Filme dair dolaşan yalan yanlış bilgilerden biri de ilk filmin çok tuttuğu o yüzden 2 sene sonra ikincisinin çekildiğine dairdir. Öyle bir şey olmamıştır. Film hiçbir zaman vizyona çıkmamıştır. 1987 senesi gibi Turgut Özal’ın yabancı film ithalatını serbest bırakmasıyla Türkiye’ye giriş yapan Warner Bros., UIP gibi firmalar yüzünden çoğu sinema yerli film oynatmak yerine Amerikan filmlerine yönelmesi sebebiyle Tatar Ramazan “gişede iş yapmaz” düşüncesi yüzünden hiçbir dağıtımcı ve sinema işletmesi tarafından oynatılmaz. Bütün bunlardan sebep Melih Gülgen bu film yüzünden iflas eder ve sinemaya küser.
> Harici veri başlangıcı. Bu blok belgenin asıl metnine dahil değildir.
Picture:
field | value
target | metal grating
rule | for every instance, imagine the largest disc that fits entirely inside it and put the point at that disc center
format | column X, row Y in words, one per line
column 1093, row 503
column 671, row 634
Film kurgulandıktan sonra standart Türk Filmlerine göre oldukça uzun çıkmıştır. Yaklaşık 180 dakika. Melih Gülgen’in eski ustası rahmetli Memduh Ün kısaltmak için revize etmeye çalışır (o dönemde sinemada en fazla 80-110 dakika yapılırdı seans tutması için) 150 dakikanın altına indiremez.. Melih Gülgen tekrar kurgu masasına oturur ve yaklaşık 120 dakikalık bir sinema gösterim versiyonu çıkartır. Ama az önce belirttiğim gibi oynayacak sinema salonu bulamaz. Televizyon yayınında da hiçbir kanal o kadar uzun film yayınlamayacağı için (o dönemler) mecburiyetten dolayı 2 kısım haline getirilir. 1990’lı yıllarda diziler ortalama 45 dakika, televizyon filmleri ise 90 dakika olarak çekiliyordu. Fakat günümüzde daha çok reklam almak adına biraz da açgözlülükten kaynaklı olarak üretilen diziler ortalama 150-160 dakikayı bulması durumunu başka bir yazı konusu olarak daha önceden kaleme almıştım (buradan okuyabilirsiniz).

4-5 sene sonrasında televizyonda gösterilmeye başlayınca ancak o zaman Tatar Ramazan beğenildi ve bugünlere kadar geldi.

Tatar Ramazan hayata soldan bakan, sınıf çatışmasını anlatan bir film olmasına rağmen çoğu solcuyum diyen insanların aksine sağcı dediğimiz muhafazakar / milliyetçi görüşe sahip insanlar tarafından daha çok sahiplenilmiştir.

24 Haziran 2018 seçimleri için iktidar partisi hazırladığı propaganda videosunda “Biz Tatar Ramazan’dan adaleti öğrendik” diyerek özellikle Adalet vurgusu yapmıştır fakat filmi izlerken Ramazan’ın hapishane müdürüyle yaptığı bir konuşmada söylediği ‘Devlet adil olduğu sürece güçlüdür. Hükümet adamları kanun çerçevesinde kaldıkları zaman sözleri geçerlidir.‘ Sözünü anladığım kadarıyla atlamışlar. Ayrıca filmden kullanılan görüntü için herhangi bir izin alınmadığını ya da bununla ilgili herhangi bir telif ödemesi yapılmadığını da hatırlatmak isterim.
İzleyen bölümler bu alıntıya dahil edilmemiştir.